As a person, as an individual, as one who has chosen a path for himself and devotes to it all his powers, inexhaustible courage, selflessness, an indestructible, historical perspective to which everything personal is subordinated, in all this Trotsky remains the most astounding personality of the modern world. Just look for a moment at the spectacle presented by Hitler, Goebbels, Goering, Hess and the rest. These gentlemen, it must never be forgotten, built themselves and grew to power on one fundamental principle, the destruction of Marxism.

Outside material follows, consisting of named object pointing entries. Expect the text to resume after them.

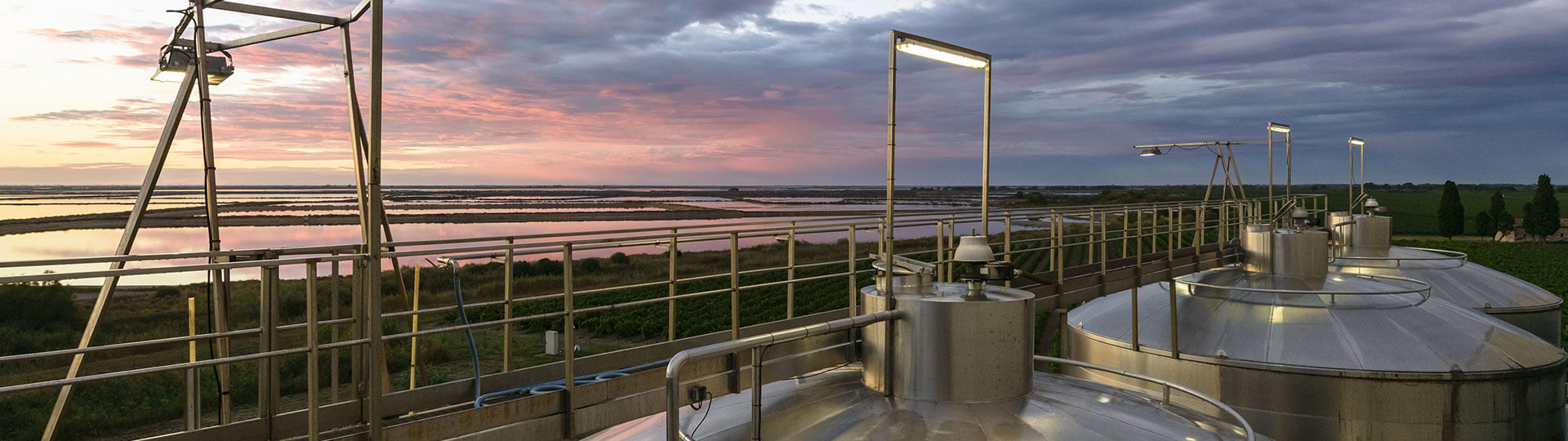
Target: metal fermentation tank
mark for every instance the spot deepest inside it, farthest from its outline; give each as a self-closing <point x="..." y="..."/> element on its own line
<point x="1363" y="245"/>
<point x="961" y="368"/>
<point x="1305" y="354"/>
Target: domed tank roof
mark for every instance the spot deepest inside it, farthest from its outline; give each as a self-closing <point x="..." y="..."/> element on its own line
<point x="835" y="405"/>
<point x="1452" y="278"/>
<point x="1343" y="323"/>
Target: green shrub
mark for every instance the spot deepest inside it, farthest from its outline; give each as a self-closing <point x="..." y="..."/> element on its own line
<point x="37" y="305"/>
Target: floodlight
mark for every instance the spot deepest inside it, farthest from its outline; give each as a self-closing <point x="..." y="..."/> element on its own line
<point x="176" y="61"/>
<point x="941" y="54"/>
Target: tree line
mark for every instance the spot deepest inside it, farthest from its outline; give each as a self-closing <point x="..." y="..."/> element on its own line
<point x="1540" y="214"/>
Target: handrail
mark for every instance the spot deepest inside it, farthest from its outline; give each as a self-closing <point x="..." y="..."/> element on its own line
<point x="1448" y="255"/>
<point x="1169" y="386"/>
<point x="1424" y="289"/>
<point x="753" y="342"/>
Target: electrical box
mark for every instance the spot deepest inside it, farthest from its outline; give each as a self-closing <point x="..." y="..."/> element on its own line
<point x="552" y="342"/>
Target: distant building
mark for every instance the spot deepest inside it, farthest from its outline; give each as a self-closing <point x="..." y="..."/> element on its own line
<point x="1520" y="236"/>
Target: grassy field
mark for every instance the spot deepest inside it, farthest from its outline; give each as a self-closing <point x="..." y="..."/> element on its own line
<point x="1542" y="264"/>
<point x="1414" y="211"/>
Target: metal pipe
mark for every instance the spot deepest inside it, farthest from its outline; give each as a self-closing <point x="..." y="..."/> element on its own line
<point x="569" y="328"/>
<point x="313" y="366"/>
<point x="375" y="352"/>
<point x="985" y="163"/>
<point x="756" y="393"/>
<point x="671" y="305"/>
<point x="789" y="289"/>
<point x="681" y="359"/>
<point x="1245" y="427"/>
<point x="506" y="330"/>
<point x="888" y="225"/>
<point x="220" y="296"/>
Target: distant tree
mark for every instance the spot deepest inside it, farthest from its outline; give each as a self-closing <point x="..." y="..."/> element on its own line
<point x="1529" y="212"/>
<point x="1544" y="220"/>
<point x="546" y="267"/>
<point x="1486" y="225"/>
<point x="1498" y="207"/>
<point x="1450" y="212"/>
<point x="1504" y="223"/>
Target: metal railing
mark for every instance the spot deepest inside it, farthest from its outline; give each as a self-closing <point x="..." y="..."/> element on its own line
<point x="756" y="344"/>
<point x="1165" y="386"/>
<point x="1046" y="240"/>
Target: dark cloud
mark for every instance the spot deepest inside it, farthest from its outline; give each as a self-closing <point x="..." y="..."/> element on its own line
<point x="1441" y="90"/>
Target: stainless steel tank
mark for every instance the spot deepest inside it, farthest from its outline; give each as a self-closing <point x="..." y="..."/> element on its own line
<point x="961" y="369"/>
<point x="1452" y="277"/>
<point x="1334" y="357"/>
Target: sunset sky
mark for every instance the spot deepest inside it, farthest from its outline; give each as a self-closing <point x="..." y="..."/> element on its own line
<point x="794" y="91"/>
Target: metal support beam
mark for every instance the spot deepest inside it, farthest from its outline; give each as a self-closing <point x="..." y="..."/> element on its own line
<point x="126" y="239"/>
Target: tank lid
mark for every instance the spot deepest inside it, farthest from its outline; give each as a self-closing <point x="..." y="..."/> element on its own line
<point x="1452" y="278"/>
<point x="1383" y="336"/>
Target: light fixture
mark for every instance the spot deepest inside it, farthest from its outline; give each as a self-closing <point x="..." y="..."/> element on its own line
<point x="941" y="54"/>
<point x="973" y="250"/>
<point x="176" y="61"/>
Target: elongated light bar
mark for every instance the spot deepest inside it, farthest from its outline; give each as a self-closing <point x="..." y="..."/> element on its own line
<point x="940" y="54"/>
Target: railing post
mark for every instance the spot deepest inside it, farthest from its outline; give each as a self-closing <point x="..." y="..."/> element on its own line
<point x="1007" y="242"/>
<point x="313" y="369"/>
<point x="571" y="341"/>
<point x="1104" y="267"/>
<point x="855" y="289"/>
<point x="1058" y="243"/>
<point x="671" y="303"/>
<point x="506" y="296"/>
<point x="412" y="323"/>
<point x="734" y="308"/>
<point x="333" y="330"/>
<point x="938" y="260"/>
<point x="1137" y="278"/>
<point x="789" y="287"/>
<point x="265" y="368"/>
<point x="192" y="376"/>
<point x="1170" y="239"/>
<point x="1175" y="328"/>
<point x="756" y="394"/>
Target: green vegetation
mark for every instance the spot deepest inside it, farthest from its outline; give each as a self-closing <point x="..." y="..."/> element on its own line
<point x="1542" y="264"/>
<point x="1414" y="206"/>
<point x="1450" y="212"/>
<point x="1544" y="220"/>
<point x="1486" y="225"/>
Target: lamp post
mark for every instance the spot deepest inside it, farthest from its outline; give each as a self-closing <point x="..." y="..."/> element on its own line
<point x="1223" y="159"/>
<point x="1353" y="143"/>
<point x="1286" y="131"/>
<point x="952" y="54"/>
<point x="899" y="41"/>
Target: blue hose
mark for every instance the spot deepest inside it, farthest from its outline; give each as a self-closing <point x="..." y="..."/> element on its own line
<point x="579" y="381"/>
<point x="474" y="354"/>
<point x="463" y="316"/>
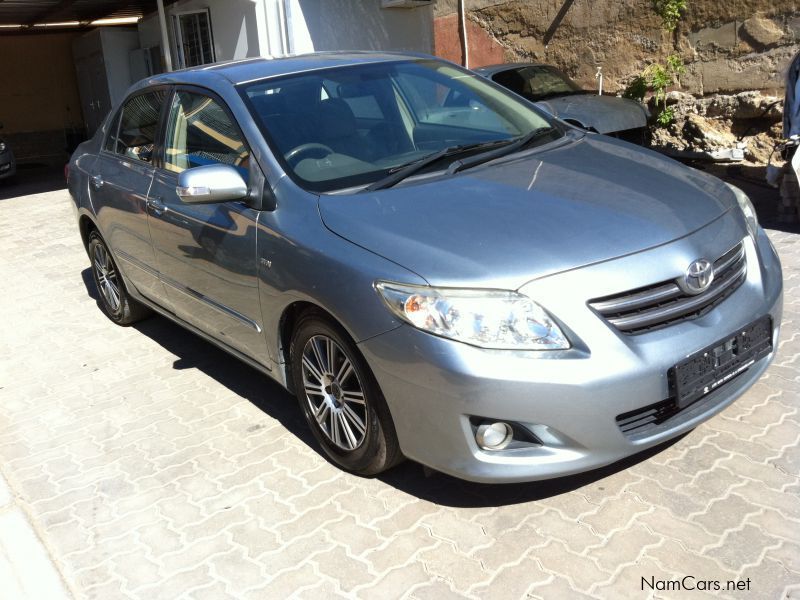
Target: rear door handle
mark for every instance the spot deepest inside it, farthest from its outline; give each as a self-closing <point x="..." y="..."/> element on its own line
<point x="157" y="206"/>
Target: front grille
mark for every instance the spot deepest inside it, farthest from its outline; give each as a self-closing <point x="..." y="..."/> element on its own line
<point x="662" y="304"/>
<point x="644" y="419"/>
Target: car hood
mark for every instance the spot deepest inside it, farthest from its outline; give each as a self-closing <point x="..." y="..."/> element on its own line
<point x="605" y="114"/>
<point x="540" y="213"/>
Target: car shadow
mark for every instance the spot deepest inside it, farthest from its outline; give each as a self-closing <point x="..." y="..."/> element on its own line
<point x="32" y="179"/>
<point x="409" y="477"/>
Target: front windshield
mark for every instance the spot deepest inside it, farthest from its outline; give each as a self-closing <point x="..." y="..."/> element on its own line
<point x="537" y="82"/>
<point x="350" y="126"/>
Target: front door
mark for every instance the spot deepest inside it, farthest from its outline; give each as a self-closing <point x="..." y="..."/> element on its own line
<point x="206" y="253"/>
<point x="120" y="182"/>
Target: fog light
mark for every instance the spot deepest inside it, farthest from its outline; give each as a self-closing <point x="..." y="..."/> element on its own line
<point x="494" y="436"/>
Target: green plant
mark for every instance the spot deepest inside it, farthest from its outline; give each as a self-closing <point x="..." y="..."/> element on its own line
<point x="666" y="117"/>
<point x="656" y="78"/>
<point x="670" y="12"/>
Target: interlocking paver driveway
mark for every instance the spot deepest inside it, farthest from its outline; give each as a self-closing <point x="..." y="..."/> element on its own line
<point x="155" y="466"/>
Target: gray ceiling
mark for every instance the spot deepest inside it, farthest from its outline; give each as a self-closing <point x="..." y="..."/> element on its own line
<point x="28" y="12"/>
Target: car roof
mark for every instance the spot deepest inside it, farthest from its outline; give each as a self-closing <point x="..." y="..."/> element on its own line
<point x="492" y="69"/>
<point x="253" y="69"/>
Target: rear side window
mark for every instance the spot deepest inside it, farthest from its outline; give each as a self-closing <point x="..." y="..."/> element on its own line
<point x="200" y="132"/>
<point x="139" y="126"/>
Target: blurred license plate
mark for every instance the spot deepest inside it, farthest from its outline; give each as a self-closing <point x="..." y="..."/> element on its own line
<point x="707" y="370"/>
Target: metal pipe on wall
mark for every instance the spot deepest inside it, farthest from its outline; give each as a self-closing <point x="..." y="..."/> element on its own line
<point x="162" y="24"/>
<point x="462" y="21"/>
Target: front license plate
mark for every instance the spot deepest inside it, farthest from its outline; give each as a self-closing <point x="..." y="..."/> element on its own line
<point x="706" y="370"/>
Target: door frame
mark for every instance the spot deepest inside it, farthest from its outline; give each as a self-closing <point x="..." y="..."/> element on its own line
<point x="177" y="34"/>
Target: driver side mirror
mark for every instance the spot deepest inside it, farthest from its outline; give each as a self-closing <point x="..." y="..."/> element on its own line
<point x="210" y="184"/>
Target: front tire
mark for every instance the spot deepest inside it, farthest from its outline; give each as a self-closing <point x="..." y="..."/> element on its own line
<point x="114" y="299"/>
<point x="341" y="399"/>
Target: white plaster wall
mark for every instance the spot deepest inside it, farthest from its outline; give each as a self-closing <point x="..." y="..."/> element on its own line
<point x="246" y="28"/>
<point x="318" y="25"/>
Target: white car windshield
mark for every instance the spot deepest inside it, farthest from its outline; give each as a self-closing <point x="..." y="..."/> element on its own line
<point x="350" y="126"/>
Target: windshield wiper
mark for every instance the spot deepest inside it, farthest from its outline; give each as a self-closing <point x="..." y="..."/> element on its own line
<point x="397" y="174"/>
<point x="518" y="144"/>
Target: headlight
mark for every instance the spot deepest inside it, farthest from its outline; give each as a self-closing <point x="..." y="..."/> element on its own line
<point x="747" y="208"/>
<point x="488" y="319"/>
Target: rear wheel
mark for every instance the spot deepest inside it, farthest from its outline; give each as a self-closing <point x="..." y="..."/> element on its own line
<point x="114" y="299"/>
<point x="340" y="398"/>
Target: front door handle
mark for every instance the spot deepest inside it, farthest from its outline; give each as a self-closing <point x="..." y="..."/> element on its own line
<point x="157" y="206"/>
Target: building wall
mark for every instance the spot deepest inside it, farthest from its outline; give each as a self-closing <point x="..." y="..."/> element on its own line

Yet today Marxism lives. It commands no great political organizations. But its doctrines have been preserved and extended, it has adherents in both the advanced and backward countries of the world. The Stalinists, its most tenacious enemies, periodically denounce and slander it with a vigor which is out of all correspondence to its present political effectiveness. Why? They know the importance of ideas, at least of these ideas. That these ideas live and are active in political life is due more than anything else to the revolutionary courage and will of Trotsky.

The Nazis cut a great figure in the world at one time. Today where are their theories of blood and race and soil, their swastika and all the other rubbish they had swept up into such an imposing pile. They are destroyed. Marxism is not.

No. Trotsky was a man greatly gifted but it is impossible not to see in his strength and endurance the influence of ideas upon a personality. Without these ideas he could not have stood up under the accumulated blows and pursued his work unshaken to the end. For those who are pondering over the fate of society and their relation to it, a study of his life and the spirit that moved him should mean much.

Absolute rejection of bourgeois society, acceptance of the proletariat as the revolutionary force destined to overthrow it. Within that framework he was able to meet all the demands and trials that were thrown upon him in a crumbling society. It was a steel framework against which all the monstrous power of bourgeois society could not prevail. It was a perpetually welling spring of energy and resource for the education and organization of the proletariat, to help prepare it for the overthrow of bourgeois society.

So, that even as we stand astonished at this towering incredible personal achievement, we realize that a complete and adequate explanation of it, can be only in the ideas which strengthened and sustained him.